On September 3,1973, Charlene was driving the Ford when she was involved in an accident with an automobile driven by appellant, Judith Jean Oarr. Ms. Oarr sued Mr. and Mrs. Daugherty for the injuries sustained by her as a result of that accident. The litigation was terminated by a consent judgment against Charlene for $40,000 and dismissal of the claim against James. In pursuance of that judgment, and its obligations under the insurance policy, GEICO paid $20,000 to Ms. Oarr. This case arises from a dispute over the other $20,000.

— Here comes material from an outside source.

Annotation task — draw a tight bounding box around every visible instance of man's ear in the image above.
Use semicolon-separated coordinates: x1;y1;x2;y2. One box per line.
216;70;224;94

Ms. Oarr brought an action for declaratory judgment against GEICO alleging that, because of an ambiguity in the policy language, the policy limit of GEICO’s liability to her *124 was $40,000, not $20,000, and that GEICO should be required to pay the balance of the judgment debt. GEICO, of course, believes otherwise, and was able to convince the Circuit Court for Prince George’s County that its position was the correct one. From the granting of summary judgment in GEICO’s favor, Ms. Oarr has appealed. She raises two issues:

(1) Whether the language of the policy was so ambiguous as to create a jury question and to cause the contract to be construed against GEICO and in favor of the insured; and

(2) Whether “stacking” of policy benefits should be allowed where the policy insures two automobiles and the insurer collects separate premiums for each.

Both issues are aimed at the same result — the “stacking” or “pyramiding” of coverage based on the fact that the policy insures two vehicles.

The second issue, as framed, may be disposed of rather quickly. We are aware of no provision of Maryland law, nor any regulation of the Insurance Commissioner, that would require a policy insuring more than one vehicle to provide for the “stacking” of liability coverage. In the absence of such a supervening requirement, therefore, the terms of the policy will control. 1 Thus, if there is to be “stacking”, it will be because the policy provides for it, not because the law requires it. GEICO’s obligations are derived from the policy, which is a contract to be read and construed in the same manner as other contracts. 2 To determine whether Ms. Oarr is entitled to recover the other $20,000 from GEICO, we must therefore look solely to the insurance policy to see what limit of liability has been expressed therein. Consequently, the second issue will be treated as part of the first.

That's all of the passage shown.